As I'm certain is true for many of us, for most of my adult life I've painted a picture of having grown up in a tough low/middle income city housing project, as if I was once a character out of "Good Times," as if Jimmy "JJ" Walker had been playing shortstop next to me in game of punch ball in the Big Park. (Change that...Jimmy didn't look very athletic. We'd have probably put him in the sprinkler just to catch any rare balls that came off the park house roof...)
I always presented myself as someone that had succeeded despite having grown up on the wrong side of the track. I thought it made me seem more remarkable, giving people the image of someone that had scratched and clawed their way to adulthood, and who came out whole despite meager circumstances. It was a lie, and each of us lucky enough to have come through the projects in our era know it. Instead of knife fights growing up, our idea of dangerous was sneaking through "security" at Sea Gate to hang out at the "Riv." Instead of worrying about whether we'd have enough money to eat, our fear was falling off the wooden maze while playing blind man's bluff in the "little" park. Instead of drive-by shootings, we were worried about how to get our Spalding back from the two or three ladies that would incessantly sit on the benches on the cobblestones in the middle of the big park and would refuse to give our ball back if it accidentally rolled towards them, or what we'd do if the Pensy Pinkie would split in half while playing stick ball off the park house wall. What a wonderful, magical place we lived in then, when losing a game of basketball in the Cheesebox meant you were going to go for a quick swim in your cut-off shorts to cool off before you could get back on the court, where a half drawn shade in your apartment window meant that it was time to come up for dinner, and where instead of dead-beat dads, we had men like Leo Rich organizing stick ball games for us.

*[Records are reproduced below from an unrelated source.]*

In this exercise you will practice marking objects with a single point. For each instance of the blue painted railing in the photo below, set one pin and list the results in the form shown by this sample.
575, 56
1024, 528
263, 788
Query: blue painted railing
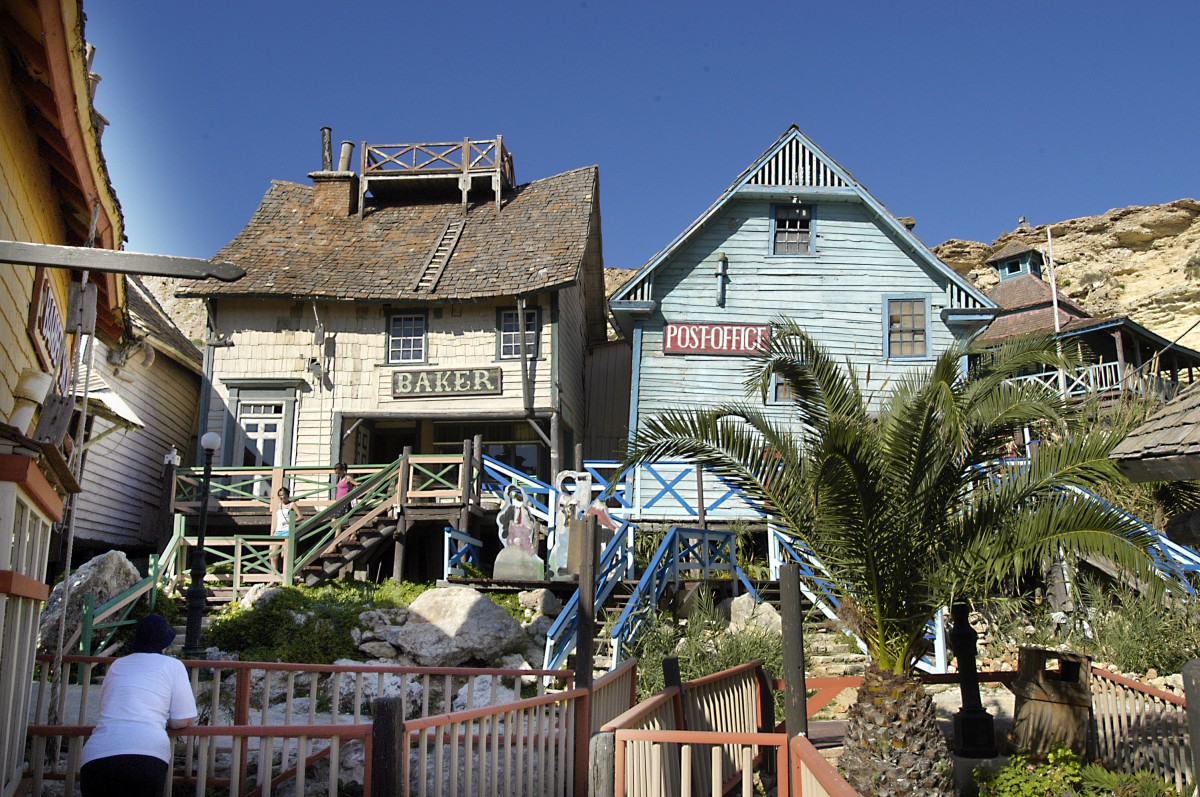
682, 550
1171, 559
616, 565
460, 550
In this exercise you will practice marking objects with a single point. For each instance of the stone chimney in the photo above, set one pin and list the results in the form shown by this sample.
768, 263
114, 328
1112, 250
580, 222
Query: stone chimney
335, 193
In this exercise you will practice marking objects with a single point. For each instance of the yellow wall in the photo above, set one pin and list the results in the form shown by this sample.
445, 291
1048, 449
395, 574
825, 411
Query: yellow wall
28, 213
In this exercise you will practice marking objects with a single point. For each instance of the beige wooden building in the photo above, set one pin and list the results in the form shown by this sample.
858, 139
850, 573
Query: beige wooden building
384, 309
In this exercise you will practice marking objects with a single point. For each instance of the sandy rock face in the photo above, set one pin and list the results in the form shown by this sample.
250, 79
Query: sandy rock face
451, 625
1141, 262
103, 577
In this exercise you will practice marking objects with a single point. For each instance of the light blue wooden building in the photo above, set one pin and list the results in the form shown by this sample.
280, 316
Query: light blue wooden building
795, 235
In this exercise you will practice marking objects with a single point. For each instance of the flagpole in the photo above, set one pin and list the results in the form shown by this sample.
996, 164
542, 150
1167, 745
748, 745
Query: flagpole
1054, 301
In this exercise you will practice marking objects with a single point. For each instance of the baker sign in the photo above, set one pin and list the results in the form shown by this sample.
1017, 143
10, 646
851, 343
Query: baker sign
714, 339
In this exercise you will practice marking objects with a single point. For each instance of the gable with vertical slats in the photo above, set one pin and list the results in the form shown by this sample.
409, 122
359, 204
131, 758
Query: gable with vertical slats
796, 165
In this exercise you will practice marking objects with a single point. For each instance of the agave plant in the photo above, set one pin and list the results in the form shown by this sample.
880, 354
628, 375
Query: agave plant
903, 497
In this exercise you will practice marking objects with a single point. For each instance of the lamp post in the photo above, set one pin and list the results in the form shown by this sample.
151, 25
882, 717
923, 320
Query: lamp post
197, 597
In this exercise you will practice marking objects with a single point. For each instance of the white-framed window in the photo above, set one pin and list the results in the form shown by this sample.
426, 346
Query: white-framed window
406, 337
510, 334
905, 327
791, 229
780, 393
262, 430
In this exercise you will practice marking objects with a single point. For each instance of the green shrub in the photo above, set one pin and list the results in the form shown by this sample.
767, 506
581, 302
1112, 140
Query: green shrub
300, 624
1065, 775
702, 646
1057, 777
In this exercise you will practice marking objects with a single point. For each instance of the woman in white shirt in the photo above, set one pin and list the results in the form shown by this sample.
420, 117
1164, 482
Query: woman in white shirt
143, 695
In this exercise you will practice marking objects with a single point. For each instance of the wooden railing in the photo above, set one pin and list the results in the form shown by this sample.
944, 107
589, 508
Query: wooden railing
1141, 727
712, 730
444, 157
519, 748
612, 695
297, 748
813, 775
244, 705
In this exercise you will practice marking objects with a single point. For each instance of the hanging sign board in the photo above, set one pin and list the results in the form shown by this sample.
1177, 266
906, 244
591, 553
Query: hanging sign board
445, 382
714, 339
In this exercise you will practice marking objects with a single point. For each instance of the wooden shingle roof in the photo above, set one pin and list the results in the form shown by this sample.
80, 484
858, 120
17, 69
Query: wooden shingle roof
1168, 445
291, 250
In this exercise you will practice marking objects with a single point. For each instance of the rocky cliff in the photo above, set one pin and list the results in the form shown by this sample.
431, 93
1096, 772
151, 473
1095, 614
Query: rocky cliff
1141, 262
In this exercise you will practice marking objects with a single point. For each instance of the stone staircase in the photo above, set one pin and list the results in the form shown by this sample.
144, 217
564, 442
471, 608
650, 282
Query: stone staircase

When my kids were growing up, I took them back to the projects to show them just how tough an upbringing their dad had gone through, when the truth was that I was brought up in the closest to paradise that I've ever known. I wanted them to appreciate all that we now have, when the truth is that my fervent hope for them is that they someday experience the true unbridled joy we shared growing up there, surrounded by hundreds of good kids, knowing even the name of the park man (Gene) who's job was to loan out checker boards to kids, where there were ALWAYS enough sparklers to go around to the kids that didn't have them on Tuesday night fireworks nights. No, none of us grew up on the "wrong side of the tracks" as I've so colorfully painted to business and social acquaintances through the years. I wouldn't trade those summer mornings on the beach, those happy nights at the "Y" playing ping pong, those days sneaking peeks at the latest "Archie" comic (before Coopey kicked us out), those road trips against the other "Y's," those times of knowing every mother playing Mah Jong, of knowing not a handful, but hundreds of other beautiful boys and girls in my age bracket, for all the summers kids now spend in Europe, for all their organized soccer leagues, their magnet schools, their Wii's, their double mocha latte's, their designer threads. Personally, I'll take a cheeseburger deluxe, a chocolate egg cream (with a side of water poured in a cone-shaped cup) at the Hubba Hubba any day of the week.
There must be a reason that so many of us are drawn back home, now so separated by miles and experiences and the passing of years. Perhaps it's that we were raised in Nirvana, but that we didn't even know it at the time.